I have looked through the patch. Please revise the patch for the
following comments. Please assume "It looks like ..." for each comment.
"The folding should be delayed until ..." in my previous comment still
apply.
At if(lastElement == undoClearDirty) in checkIfReplacement(), we should
check more; lastElement == redoClearDirty, newElement == ...
Replace can't be undoClearDirty nor redoClearDirty. Thus the check in
undo() and redo() is unnecessary. Putting assert() may be reasonable.
The return value of Replace.undo() and redo() looks wrong. Please verify
that they return the same value with the case not folded.
The added field mgr in CompoundEdit is redundant. You can get
UndoManager after casting the folding Edits.
The semantics of the return value of checkIfReplacement() is vague.
How about returning null if it can't fold? In that case the name can
be getReplaceFromRemoveInsert() and the type can be just Replace.
This change will also remove rcEdit which looks unnecessary.
Inconsistent spacing: edit=replacement;
Strange empty line at the beginning of dropLastElement() body.
If you would like to refer to this comment somewhere else in this project, copy and paste the following link:
1.) "The folding should be delayed until ..." in my previous comment still
apply."
As long as only the sequence Remove+Insert is compacted into a replace, this is not necessary.
2.) "At if(lastElement == undoClearDirty) in checkIfReplacement(), we should
check more; lastElement == redoClearDirty, newElement == ..."
These other conditions cannot happen.
3.) "Replace can't be undoClearDirty nor redoClearDirty. Thus the check in
undo() and redo() is unnecessary. Putting assert() may be reasonable."
Replace can become a redoClearFirst candidate:
1. Create a new File
2. Enter "1234567890123"
3. Save
4. Replace "123" -> "abc"
5. Save -> Replace becomes redosClearDirty
6. Undo
7. Redo -> Assertion hit.
4.) "The return value of Replace.undo() and redo() looks wrong. Please verify
that they return the same value with the case not folded."
Fixed.
5.) "The added field mgr in CompoundEdit is redundant. You can get
UndoManager after casting the folding Edits."
Fixed
6.) "The semantics of the return value of checkIfReplacement() is vague.
How about returning null if it can't fold? In that case the name can
be getReplaceFromRemoveInsert() and the type can be just Replace.
This change will also remove rcEdit which looks unnecessary."
Fixed.
7.) "Inconsistent spacing: edit=replacement;"
Fixed.
8.) "Strange empty line at the beginning of dropLastElement() body."
Fixed.
If you would like to refer to this comment somewhere else in this project, copy and paste the following link:
> 1.) "The folding should be delayed until ..."

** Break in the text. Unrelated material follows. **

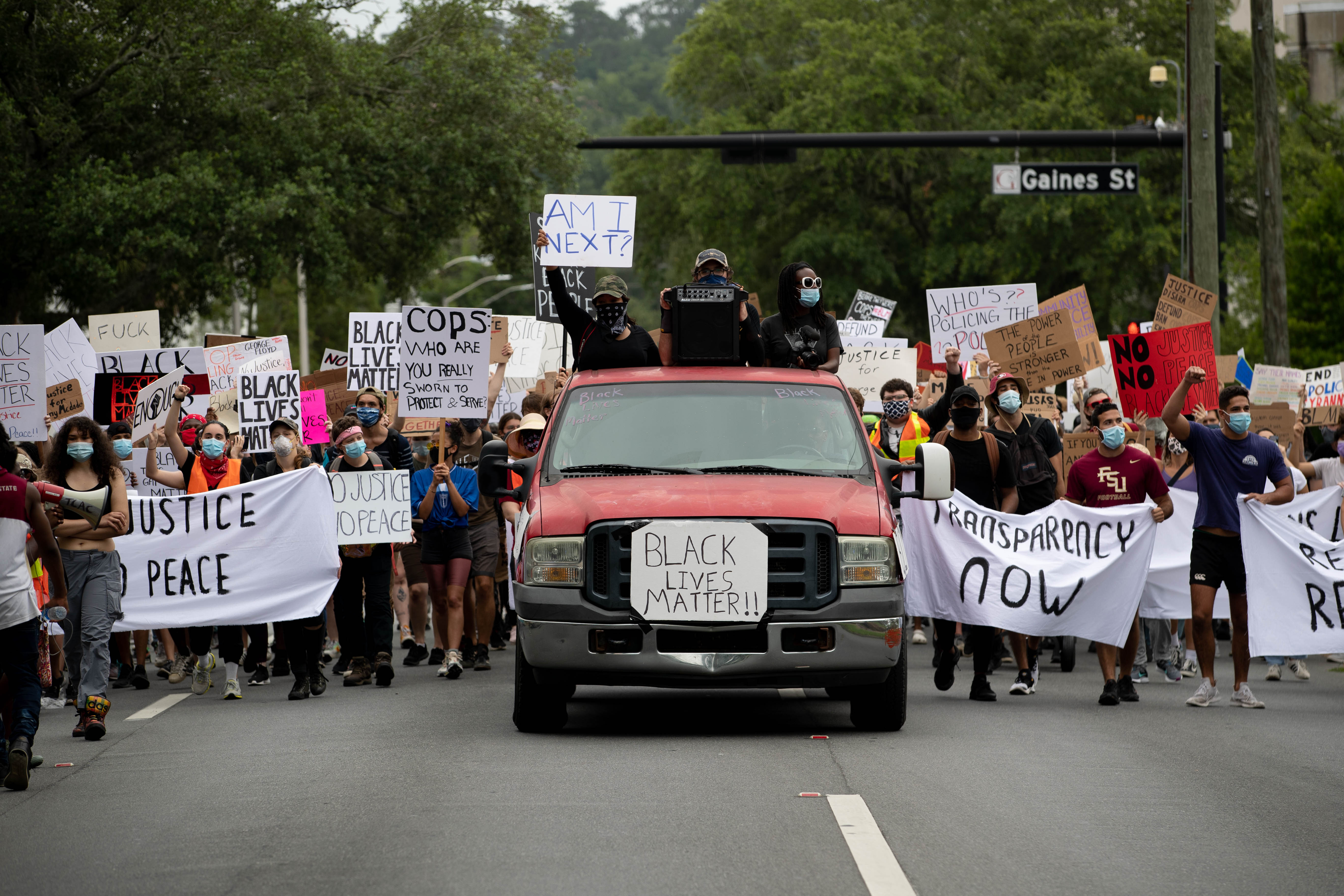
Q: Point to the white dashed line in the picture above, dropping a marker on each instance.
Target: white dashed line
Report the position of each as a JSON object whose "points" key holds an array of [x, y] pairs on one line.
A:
{"points": [[877, 864]]}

> As long as only the sequence Remove+Insert is compacted into a replace,
> this is not necessary.
With the current implementation, I'm afraid of every contentInserted()
after a folding will create a new instance of Insert and increase memory
usage.
Now I found the problem can be solved by an easier way; considering
Replace as a merge target in contentInserted() as same as Insert.
> 2.) ... we should check more; lastElement == redoClearDirty,
> These other conditions cannot happen.
Ah, I understood. Then some comments and/or assertions will be enough to
connect the code and the comment just above it.
> 3.) "Replace can't be undoClearDirty nor redoClearDirty.
> Replace can become a redoClearFirst candidate:
Thank you for the steps to hit the assertion. I understood.
Now I wonder why every Edit has to do the check in it. If the check can
be moved into UndoManager.undo/redo(), it seems more straightforward. If
you or someone find problems to do that, I'll move them as another
separate commit so that this patch won't be bothered by this issue.
If you would like to refer to this comment somewhere else in this project, copy and paste the following link:
>> As long as only the sequence Remove+Insert is compacted into a replace,
>> this is not necessary.
>
> With the current implementation, I'm afraid of every contentInserted()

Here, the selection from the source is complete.